Only practicing physicians in training were allowed to leave the building, she said, along with students who had signed a statement saying they were responsible for their own safety and had received approval from university officials. Others were given permission to miss classes.

Sergei Baranov, acting dean of the university’s foreign students department, said the school was conducting emergency drills through Saturday. Asked why only foreign students were involved in the exercise, Baranov said the university was at the same time trying to protect students from possible violence.

“We are trying to kill two birds with one stone — these days the danger of some incidents is higher,” he said.

‘It’s horrible that this is happening’
Ganeline bought two cartons of milk, four containers of yogurt, apples, corn and rolls of toilet paper and prepared to spend the next three days isolated in the dorm with fellow students.

“It’s horrible that this is happening,” she said, referring to the rising xenophobic sentiments in Russia.
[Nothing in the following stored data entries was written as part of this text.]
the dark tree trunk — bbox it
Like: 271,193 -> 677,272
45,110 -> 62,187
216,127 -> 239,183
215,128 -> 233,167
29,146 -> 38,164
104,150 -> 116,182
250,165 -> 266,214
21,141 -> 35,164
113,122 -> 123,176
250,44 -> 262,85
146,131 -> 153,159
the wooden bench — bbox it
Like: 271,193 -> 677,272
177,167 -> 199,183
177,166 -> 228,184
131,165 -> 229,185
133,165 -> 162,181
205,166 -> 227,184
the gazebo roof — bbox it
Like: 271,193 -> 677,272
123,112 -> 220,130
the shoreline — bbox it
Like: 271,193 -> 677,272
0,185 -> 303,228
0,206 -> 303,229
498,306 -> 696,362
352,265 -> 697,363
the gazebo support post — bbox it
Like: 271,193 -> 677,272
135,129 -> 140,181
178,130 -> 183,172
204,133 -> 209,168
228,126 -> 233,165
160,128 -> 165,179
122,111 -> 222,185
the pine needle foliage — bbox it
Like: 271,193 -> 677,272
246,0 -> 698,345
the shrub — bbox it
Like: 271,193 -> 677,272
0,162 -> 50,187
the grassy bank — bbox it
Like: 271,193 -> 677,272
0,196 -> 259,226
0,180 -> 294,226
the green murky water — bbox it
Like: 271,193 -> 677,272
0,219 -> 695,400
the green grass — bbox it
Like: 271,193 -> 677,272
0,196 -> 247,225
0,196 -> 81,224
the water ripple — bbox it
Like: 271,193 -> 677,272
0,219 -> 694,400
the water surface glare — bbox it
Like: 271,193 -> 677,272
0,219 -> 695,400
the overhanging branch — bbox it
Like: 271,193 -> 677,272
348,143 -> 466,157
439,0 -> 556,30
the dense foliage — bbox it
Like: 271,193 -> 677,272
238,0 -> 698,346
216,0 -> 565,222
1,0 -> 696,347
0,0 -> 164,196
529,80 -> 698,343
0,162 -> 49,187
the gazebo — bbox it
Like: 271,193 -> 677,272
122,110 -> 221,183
Russia has seen a marked rise in racism and xenophobia over the past several years, with nonwhite or dark-skinned residents, foreigners and Jews bearing the brunt of the violence. According to the human rights center Sova, which monitors xenophobia, 53 people were killed in 2006 and 460 others were injured in apparent hate crimes.

Activists say authorities do little or nothing to combat the problem and that obvious hate crimes are regularly classified as mere hooliganism.

Alexander Brod, head of the Moscow Bureau for Human rights, said authorities should do more to prosecute hate groups and protect foreign students rather than subject them to restrictions.

“The activity of radicals is significantly increasing,” he said. “But the decisions of the university officials ... must not violate the freedom of movement of foreigners.”